Adele voleva compensare la profonda ferita causata dall’assenza del padre nella sua vita costruendo una famiglia sua, visto che non ne aveva avuta una. Voleva proteggere suo figlio dall’esperienza che lei stessa aveva vissuto. Non esserci riuscita, aver divorziato e “smantellato la vita di mio figlio per la mia” ha generato forti sensi di colpa e attacchi di panico.

Del panico si è parlato in questi giorni e voglio aggiungere qualcosa.

Se è vero che non ci sono segnali premonitori di un attacco di panico, che per definizione è inaspettato e imprevedibile, si può però cogliere un aumento dei fattori di rischio rispetto a esso. Fattori forse utili per la prevenzione o anche solo per rispondere alla domanda: perché un attacco di panico adesso? Perché ora e non prima, o dopo? Cos’è cambiato da altri momenti in cui si è verificato quello stesso segnale fisico che oggi scatena l’ansia intensa e innesca quel senso di allarme, di pericolo, di perdita di controllo?

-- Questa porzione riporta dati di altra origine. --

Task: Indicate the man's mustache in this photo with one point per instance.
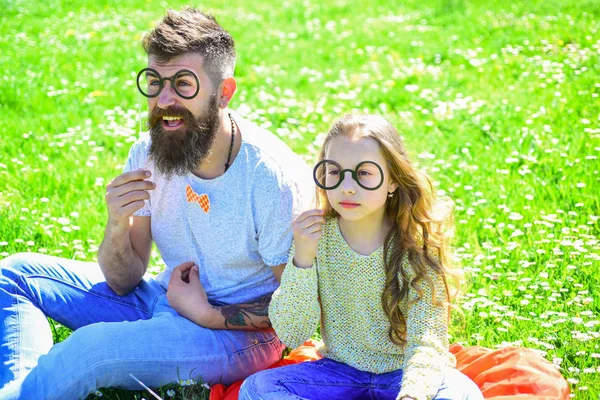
(156, 115)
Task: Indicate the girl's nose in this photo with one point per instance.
(348, 184)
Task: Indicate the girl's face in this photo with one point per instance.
(349, 199)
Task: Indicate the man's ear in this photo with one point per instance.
(228, 87)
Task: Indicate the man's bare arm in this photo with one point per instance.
(124, 258)
(187, 296)
(125, 250)
(248, 316)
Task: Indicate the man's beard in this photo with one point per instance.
(180, 152)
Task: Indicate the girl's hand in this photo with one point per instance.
(308, 229)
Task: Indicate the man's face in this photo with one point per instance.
(182, 130)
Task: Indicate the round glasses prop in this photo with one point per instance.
(328, 175)
(184, 82)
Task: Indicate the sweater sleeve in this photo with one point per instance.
(426, 355)
(295, 311)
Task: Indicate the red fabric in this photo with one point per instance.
(512, 373)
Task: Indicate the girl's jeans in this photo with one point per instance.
(114, 336)
(326, 379)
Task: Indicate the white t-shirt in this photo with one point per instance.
(247, 227)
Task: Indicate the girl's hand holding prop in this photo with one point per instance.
(308, 228)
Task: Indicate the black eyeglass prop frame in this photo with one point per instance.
(353, 172)
(172, 79)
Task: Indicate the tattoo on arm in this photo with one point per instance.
(254, 314)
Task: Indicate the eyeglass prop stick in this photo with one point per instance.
(146, 387)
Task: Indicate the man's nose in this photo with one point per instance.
(167, 96)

Spesso, ricostruendo la storia delle persone, si ritrovano, come per Adele, cambiamenti importanti nelle relazioni significative. Non servono anni di terapia per ricostruire una storia di vita e/o i momenti di vita che precedono l’esordio di un sintomo, ma piuttosto un’indagine precisa, che ripercorra la strada a ritroso e raccolga le chiavi di lettura attraverso le quali la persona dà significato all’esperienza.